Of the many technical wonders that we see in Anthropocene: The Human Epoch—if wonder is the right word— the Bagger 288 might be the most awe-inspiring. A bucket-wheel excavator that crawls implacably across the vast Tagebau Hambach open-pit coal mine in Germany, it looks like a gargantuan shopping mall on wheels that ravages and consumes the Earth. If you dropped it into Blade Runner 2049, it would stretch credulity.
“Talk about scale,” comments Jennifer Baichwal, calling the Georgia Straight from Ottawa. “That mine has destroyed towns and highways in its expansion, but the Bagger is the largest human-made machine on the planet. Each one of the buckets in that wheel can hold a small car. That’s how big it is. We were trying to shoot it, and whenever it moved, the ground shook. We used to think the sublime came from nature, these majestic forces of nature, but in that case nature is dwarfed by human creation. Here is this massive, terrifying thing that is made by us.”
Following Manufactured Landscapes (2006) and Watermark (2013), Baichwal has again teamed with Nicholas de Pencier and Edward Burtynsky to produce a ravishing, meditative document of our precarious moment in time.

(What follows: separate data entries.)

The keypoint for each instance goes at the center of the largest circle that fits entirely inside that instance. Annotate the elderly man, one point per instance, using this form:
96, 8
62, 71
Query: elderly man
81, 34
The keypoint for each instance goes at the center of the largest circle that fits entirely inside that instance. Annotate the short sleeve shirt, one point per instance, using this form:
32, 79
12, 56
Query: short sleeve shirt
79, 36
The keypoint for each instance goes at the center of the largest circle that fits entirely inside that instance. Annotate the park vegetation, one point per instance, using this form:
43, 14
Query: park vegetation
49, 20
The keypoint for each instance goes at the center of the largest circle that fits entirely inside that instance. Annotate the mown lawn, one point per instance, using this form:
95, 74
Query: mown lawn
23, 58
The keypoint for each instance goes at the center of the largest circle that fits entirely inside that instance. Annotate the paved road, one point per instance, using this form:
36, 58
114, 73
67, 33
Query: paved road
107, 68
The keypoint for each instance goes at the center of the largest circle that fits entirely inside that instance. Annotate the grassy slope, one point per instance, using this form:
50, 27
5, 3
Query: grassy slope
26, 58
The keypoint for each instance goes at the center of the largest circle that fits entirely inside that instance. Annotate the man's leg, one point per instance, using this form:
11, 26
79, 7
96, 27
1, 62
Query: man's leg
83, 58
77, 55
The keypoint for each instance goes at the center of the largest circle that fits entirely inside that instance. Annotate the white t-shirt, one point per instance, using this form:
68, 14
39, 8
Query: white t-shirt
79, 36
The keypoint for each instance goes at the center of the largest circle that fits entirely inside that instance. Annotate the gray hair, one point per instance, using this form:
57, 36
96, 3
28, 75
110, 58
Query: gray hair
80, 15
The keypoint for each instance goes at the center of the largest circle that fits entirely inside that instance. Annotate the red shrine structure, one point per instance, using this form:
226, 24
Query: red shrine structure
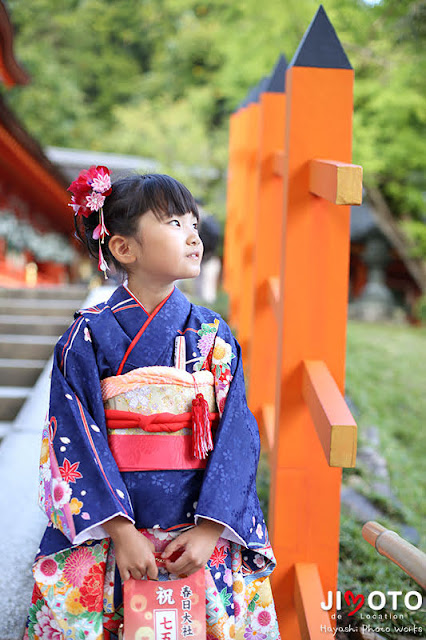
35, 221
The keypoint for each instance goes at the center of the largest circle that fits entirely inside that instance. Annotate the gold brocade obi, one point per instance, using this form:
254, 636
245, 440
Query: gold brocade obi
149, 417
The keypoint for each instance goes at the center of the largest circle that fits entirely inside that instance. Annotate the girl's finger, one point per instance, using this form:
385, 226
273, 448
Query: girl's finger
124, 575
137, 574
152, 569
173, 546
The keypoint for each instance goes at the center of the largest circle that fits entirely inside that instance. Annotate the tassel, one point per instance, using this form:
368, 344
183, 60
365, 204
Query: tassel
202, 441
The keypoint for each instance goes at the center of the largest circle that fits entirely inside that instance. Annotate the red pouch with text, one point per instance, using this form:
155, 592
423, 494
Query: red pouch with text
165, 610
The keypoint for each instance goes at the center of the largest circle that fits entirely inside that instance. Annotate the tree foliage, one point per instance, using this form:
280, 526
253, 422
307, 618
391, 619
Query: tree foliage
159, 78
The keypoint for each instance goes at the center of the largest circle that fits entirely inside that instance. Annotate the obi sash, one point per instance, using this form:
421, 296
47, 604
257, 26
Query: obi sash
148, 415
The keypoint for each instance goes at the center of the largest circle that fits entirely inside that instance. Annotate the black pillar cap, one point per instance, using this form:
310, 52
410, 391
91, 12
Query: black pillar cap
276, 83
320, 46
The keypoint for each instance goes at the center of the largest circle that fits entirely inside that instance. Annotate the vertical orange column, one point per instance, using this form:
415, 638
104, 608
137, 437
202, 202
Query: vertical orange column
231, 204
304, 506
267, 250
234, 255
248, 227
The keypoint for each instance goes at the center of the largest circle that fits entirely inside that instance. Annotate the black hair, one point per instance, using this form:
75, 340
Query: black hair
130, 198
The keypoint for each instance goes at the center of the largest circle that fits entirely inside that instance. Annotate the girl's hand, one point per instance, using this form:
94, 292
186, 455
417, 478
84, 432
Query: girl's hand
194, 546
133, 551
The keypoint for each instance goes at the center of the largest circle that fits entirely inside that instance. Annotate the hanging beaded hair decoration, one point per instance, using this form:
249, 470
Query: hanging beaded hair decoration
89, 191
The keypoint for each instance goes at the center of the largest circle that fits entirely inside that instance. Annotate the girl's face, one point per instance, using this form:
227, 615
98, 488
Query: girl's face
166, 250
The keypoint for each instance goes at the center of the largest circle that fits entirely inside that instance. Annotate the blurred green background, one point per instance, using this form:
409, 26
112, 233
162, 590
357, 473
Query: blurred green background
159, 78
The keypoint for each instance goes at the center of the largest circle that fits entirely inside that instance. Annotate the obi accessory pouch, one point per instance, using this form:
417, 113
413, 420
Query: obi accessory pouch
165, 610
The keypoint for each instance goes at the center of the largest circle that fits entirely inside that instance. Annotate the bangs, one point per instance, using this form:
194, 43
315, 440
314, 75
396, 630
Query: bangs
166, 197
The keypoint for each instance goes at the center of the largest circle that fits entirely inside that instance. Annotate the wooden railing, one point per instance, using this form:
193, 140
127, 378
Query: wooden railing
287, 244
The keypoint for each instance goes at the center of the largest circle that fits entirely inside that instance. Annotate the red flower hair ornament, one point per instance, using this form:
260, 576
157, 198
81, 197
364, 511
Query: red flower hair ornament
89, 191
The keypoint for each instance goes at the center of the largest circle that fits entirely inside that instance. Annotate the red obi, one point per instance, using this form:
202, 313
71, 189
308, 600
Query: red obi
157, 447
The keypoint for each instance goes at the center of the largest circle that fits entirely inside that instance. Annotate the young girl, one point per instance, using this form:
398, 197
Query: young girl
149, 445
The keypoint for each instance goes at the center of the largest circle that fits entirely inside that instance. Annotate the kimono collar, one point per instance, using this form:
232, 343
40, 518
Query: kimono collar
149, 335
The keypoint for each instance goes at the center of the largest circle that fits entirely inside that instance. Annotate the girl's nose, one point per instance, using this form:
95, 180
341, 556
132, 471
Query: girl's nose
193, 237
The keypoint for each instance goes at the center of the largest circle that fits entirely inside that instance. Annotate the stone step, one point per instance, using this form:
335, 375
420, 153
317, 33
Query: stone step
26, 346
67, 292
5, 428
34, 307
11, 400
20, 372
34, 325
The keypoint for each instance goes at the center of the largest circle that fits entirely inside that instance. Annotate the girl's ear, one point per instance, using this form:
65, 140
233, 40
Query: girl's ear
122, 248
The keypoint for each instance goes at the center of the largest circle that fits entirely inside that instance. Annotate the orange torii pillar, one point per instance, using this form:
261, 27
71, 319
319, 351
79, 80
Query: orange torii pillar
268, 231
312, 314
237, 201
241, 219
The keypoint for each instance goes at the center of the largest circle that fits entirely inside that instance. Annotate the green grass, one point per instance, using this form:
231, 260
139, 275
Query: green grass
386, 380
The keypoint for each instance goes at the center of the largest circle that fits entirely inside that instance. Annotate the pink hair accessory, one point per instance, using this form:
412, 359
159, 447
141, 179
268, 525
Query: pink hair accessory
89, 191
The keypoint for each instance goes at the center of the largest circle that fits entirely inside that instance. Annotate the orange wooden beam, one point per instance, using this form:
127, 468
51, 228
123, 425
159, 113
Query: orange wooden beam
337, 182
332, 419
249, 197
314, 623
267, 252
304, 513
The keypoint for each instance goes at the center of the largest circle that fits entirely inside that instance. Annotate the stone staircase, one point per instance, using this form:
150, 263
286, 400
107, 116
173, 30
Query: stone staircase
30, 324
31, 320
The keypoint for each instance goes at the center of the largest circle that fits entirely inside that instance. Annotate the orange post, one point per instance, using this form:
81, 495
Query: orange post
248, 227
304, 505
262, 362
235, 251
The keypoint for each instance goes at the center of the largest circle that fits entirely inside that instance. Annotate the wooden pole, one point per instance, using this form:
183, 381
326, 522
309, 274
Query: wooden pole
249, 222
304, 504
389, 544
262, 363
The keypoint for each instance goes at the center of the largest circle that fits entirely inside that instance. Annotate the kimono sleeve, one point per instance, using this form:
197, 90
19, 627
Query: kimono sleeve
228, 493
80, 484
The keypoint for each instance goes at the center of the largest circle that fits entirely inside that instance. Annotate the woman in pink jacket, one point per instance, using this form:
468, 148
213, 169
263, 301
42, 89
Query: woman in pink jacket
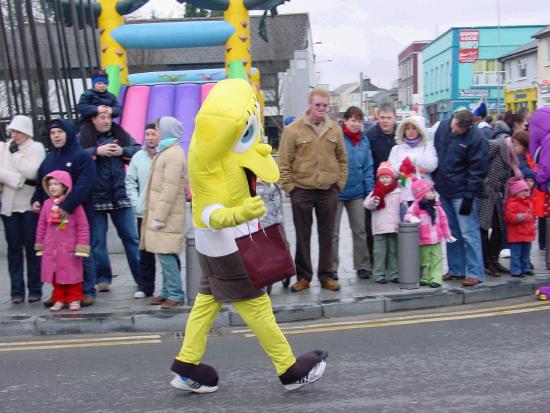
62, 240
433, 229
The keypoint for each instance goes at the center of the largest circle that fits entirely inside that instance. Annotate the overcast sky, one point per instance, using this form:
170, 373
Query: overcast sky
362, 35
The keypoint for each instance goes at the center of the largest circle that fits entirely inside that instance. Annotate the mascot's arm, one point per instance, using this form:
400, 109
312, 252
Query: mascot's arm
229, 217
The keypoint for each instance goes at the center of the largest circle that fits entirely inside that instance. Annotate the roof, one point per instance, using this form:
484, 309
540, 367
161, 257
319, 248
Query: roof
344, 88
544, 32
286, 32
523, 49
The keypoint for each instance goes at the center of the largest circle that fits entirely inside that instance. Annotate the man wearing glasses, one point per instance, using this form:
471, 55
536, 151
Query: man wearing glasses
313, 164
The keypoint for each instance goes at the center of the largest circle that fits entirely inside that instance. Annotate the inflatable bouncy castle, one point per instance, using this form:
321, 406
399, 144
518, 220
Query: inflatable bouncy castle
146, 97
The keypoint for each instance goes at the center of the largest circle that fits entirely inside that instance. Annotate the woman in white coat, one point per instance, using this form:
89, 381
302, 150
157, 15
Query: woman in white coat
20, 158
414, 155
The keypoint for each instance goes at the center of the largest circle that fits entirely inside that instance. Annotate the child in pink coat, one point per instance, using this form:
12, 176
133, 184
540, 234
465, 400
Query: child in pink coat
62, 241
433, 230
385, 202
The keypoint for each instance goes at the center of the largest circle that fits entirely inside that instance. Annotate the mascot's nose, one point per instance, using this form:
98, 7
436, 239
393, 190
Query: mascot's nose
264, 149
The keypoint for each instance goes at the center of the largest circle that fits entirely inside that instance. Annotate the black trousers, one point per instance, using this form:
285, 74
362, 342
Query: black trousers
147, 267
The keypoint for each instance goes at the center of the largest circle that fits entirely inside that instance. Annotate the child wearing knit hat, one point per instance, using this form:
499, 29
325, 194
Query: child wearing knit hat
384, 202
519, 215
433, 229
98, 100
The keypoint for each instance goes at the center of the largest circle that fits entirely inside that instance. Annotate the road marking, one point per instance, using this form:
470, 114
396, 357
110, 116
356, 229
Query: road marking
81, 345
410, 317
375, 324
79, 340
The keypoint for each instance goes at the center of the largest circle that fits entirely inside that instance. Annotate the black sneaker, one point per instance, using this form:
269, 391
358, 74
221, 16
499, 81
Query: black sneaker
363, 274
314, 374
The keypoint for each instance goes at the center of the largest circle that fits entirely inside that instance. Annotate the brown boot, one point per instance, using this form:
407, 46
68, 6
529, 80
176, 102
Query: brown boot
331, 285
302, 284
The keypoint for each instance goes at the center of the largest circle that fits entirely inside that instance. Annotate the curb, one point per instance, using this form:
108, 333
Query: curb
155, 321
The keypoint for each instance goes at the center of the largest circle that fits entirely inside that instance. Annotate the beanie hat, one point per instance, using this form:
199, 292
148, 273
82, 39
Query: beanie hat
420, 187
21, 124
516, 186
100, 76
288, 120
528, 173
385, 168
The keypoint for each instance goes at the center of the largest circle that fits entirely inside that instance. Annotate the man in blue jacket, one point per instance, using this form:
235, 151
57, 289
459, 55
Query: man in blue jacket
67, 155
360, 182
111, 147
462, 153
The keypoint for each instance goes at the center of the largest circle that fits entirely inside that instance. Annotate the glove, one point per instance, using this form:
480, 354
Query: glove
157, 224
229, 217
466, 206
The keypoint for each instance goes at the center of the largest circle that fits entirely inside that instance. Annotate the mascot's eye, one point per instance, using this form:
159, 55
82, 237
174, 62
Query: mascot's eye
246, 139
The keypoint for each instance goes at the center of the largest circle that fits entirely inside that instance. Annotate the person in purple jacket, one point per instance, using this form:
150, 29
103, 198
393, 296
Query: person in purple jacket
539, 146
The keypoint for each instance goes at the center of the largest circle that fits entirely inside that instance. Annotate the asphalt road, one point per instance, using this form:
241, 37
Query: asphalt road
463, 359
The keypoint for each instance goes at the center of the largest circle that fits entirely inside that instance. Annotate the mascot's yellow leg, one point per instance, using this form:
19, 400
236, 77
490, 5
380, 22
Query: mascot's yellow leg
258, 315
200, 321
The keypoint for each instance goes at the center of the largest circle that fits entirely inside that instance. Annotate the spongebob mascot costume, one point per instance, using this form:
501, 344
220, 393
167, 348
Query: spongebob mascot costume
225, 157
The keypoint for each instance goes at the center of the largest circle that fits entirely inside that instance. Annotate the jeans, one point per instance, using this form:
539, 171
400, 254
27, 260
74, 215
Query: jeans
324, 202
465, 256
88, 265
520, 253
20, 229
171, 277
125, 224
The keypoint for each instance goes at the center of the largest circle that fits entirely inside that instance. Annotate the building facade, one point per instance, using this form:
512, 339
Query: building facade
461, 66
520, 77
543, 63
411, 78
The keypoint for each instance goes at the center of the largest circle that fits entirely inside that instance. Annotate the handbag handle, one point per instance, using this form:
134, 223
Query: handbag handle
250, 234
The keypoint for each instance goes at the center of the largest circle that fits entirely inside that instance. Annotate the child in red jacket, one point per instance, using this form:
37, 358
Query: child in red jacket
519, 214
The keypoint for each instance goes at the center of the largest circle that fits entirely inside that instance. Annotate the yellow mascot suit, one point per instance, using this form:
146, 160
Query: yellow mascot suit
225, 157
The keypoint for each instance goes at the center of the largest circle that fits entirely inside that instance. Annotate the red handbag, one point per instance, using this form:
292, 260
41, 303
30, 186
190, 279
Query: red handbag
266, 256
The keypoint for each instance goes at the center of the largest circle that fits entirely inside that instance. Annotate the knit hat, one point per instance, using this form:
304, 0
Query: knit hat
516, 186
100, 76
288, 120
420, 187
385, 168
21, 124
170, 127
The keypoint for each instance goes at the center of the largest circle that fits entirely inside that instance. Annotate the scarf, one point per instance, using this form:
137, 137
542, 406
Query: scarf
355, 137
55, 214
512, 160
412, 143
428, 205
381, 190
165, 143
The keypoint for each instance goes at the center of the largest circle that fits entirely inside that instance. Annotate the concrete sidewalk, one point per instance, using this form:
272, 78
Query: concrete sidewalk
117, 311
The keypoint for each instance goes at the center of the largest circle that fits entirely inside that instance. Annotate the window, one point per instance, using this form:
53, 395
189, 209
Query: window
487, 73
522, 68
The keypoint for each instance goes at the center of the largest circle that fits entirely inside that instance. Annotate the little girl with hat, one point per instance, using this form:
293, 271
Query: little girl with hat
433, 229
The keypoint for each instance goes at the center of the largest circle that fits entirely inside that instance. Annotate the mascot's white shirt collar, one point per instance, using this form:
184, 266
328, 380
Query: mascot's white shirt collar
218, 243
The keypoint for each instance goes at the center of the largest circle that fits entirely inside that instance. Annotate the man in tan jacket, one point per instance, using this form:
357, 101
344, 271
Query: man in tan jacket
313, 164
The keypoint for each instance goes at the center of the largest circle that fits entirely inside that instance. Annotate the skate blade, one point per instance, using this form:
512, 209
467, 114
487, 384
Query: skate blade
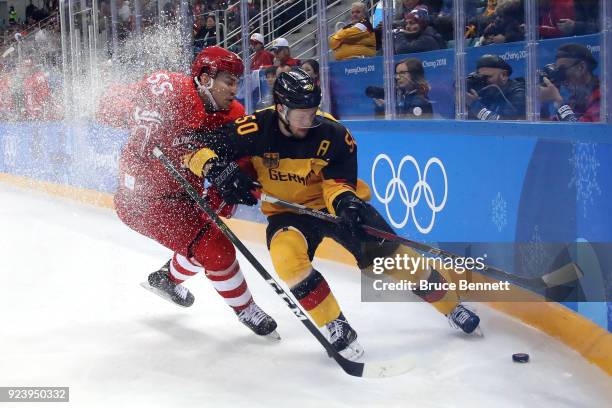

Nature dwarfed by human creation is the very theme here. Opening Friday (October 12), the film travels the globe to collect evidence—sometimes obliquely, often with a strikingly alien eye—that the Holocene Epoch has been superseded on the geological time scale by the impact of humanity. Hence, the Anthropocene Epoch, as measure by climate change, terraforming, the production of “techno-fossils”, and a host of markers currently being observed by the international Anthropocene Working Group.
Shooting over five years, Baichwal and her partners take us to that strip mine in Germany but also to the lithium evaporation ponds of the Atacama Desert; a church in Lagos built to hold one million people; and the opening ceremonies of the Gotthard Base Tunnel in Switzerland. A visit to the mining town Norilsk 300 kilometres north of the Arctic Circle saw the filmmakers detained and harassed by Russian authorities. Anthropocene also surveys what’s left of the old-growth forest near Vancouver Island’s Port Renfrew (which had Baichwal thinking: “I can’t die without spending more time in that landscape, but maybe it’ll all be gone”), while a quarry in Carrara, Italy, provides an image to contrast the Bagger. Like an ant with an oversized crumb, a loader-hauler wrestles to shift a chunk of marble three times its size. It’s an eerily touching picture of the tenacity we extend toward plundering our one and only planet.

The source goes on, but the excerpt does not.